To men who have had little publicity in their lives, and that little always of an honorable nature, there is no thought so poignantly miserable as the dread of a scandalous notoriety. To associate their names with anything that ministers to gossip; to make them tea-table talk; still worse, to expose them to sneering and impertinent criticisms, by revealing the secrets of their domesticity, is a torture to which no mere physical suffering has anything to compare. Sir Stafford Onslow was a true representative of this class of feeling. The sight of his name in the list of directors of some great enterprise, as the patron of a charity, the governor of an hospital, or the donor to an institution, was about as much of newspaper notoriety as he could bear without a sense of shrinking delicacy; but to become the mark for public discussion in the relations of his private life, to have himself and his family brought up to the bar of that terrible ordeal, where bad tongues are the eloquent, and evil speakers are the witty, was a speculation too terrible to think over; and this was exactly what Lady Hester was suggesting!

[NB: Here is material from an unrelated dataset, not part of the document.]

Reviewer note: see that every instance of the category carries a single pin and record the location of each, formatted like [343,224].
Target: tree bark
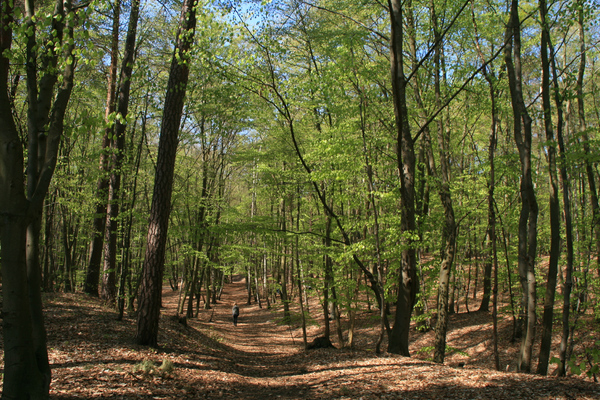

Is it not very strange that woman, with whose nature we inseparably and truly associate all those virtues that take their origin in refinement and modesty, should sometimes be able to brave a degree of publicity to which a man, the very hardiest and least shamefaced, would succumb, crestfallen and abashed; that her timid delicacy, her shrinking bashfulness, can be so hardened by the world that she can face a notoriety where every look is an indictment, and every whisper a condemnation?